**Please note, this article is informational and does not constitute legal advice**
Every prospective employer needs to know something about Worker’s Compensation and what it entails. While each state’s programs may differ, the broad outline is the same, and each state will have employer premiums that are not passed on to the employee, and will also have reporting and accounting requirements. You should check with whatever state you operate in for the exact details!
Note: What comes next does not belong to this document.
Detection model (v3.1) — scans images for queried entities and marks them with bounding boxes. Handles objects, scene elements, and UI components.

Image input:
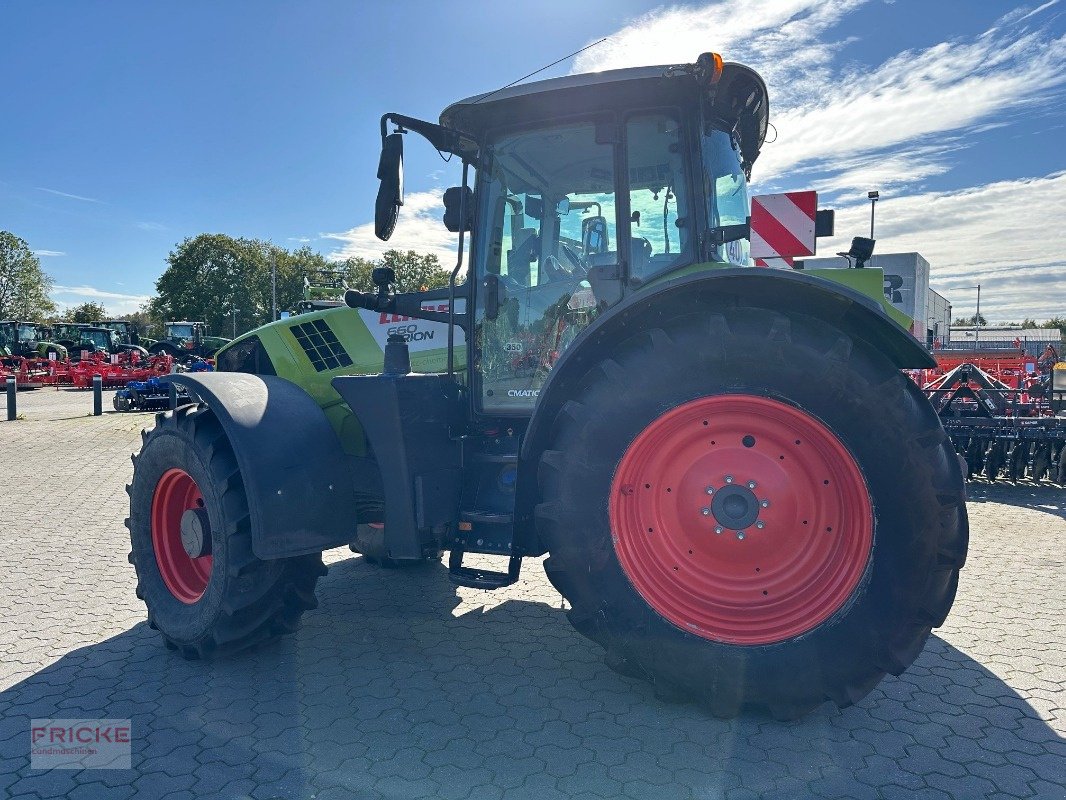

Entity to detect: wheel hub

Essentially, Worker’s Compensation is a mandatory program that assures that employees injured on the job can receive necessary medical treatment, disability, therapies, and even partial compensation for their injuries. In return, the employee cannot sue the employer for injuries, unless there is a high degree of negligence or recklessness on the part of the employer that resulted in the injury.
Worker’s Compensation in Washington State, for instance, is very typical in how it is administered, what it does, and what it requires of the employer. In Washington State, Worker’s Compensation is administered by the Department of Labor and Industries, and each and every employer, except certain family farms or perhaps major railroads are charged a premium for each employee. Again, this might differ slightly outside of Washington State and you should check with a lawyer on what your exact requirements are. The premiums are determined by the Department and are keyed to the actuarial experience of the job classification. For example, a law office secretary’s premium will be less than that for a fisherman. The premiums are also tied to the actual wages being paid. In some classifications, the premiums can easily reach 10% or more of the hourly wage.
Each employer must report the hours worked by an employee, the wages paid, and his or her job classification. The employer must then pay the appropriate premiums. In addition, each employer must report any on the job injuries. If an employee does seek medical attention, the employer may object to the treatment and costs on the grounds of the injury not being job related. This is because an employer can face higher premiums depending on the department’s experience, and in some cases will have bear at least a part of the costs.
Failure on the part of any employer to pay the premiums, or violation of reporting requirements, negligence or recklessness on the part of the employer can also result in substantial corporate and even personal penalties.
It is thus essential that an employer be very aware of this cost of doing business in his or her state, and plan for it. It is equally critical that the reporting requirements are followed precisely by whoever is charge of payroll and compliance.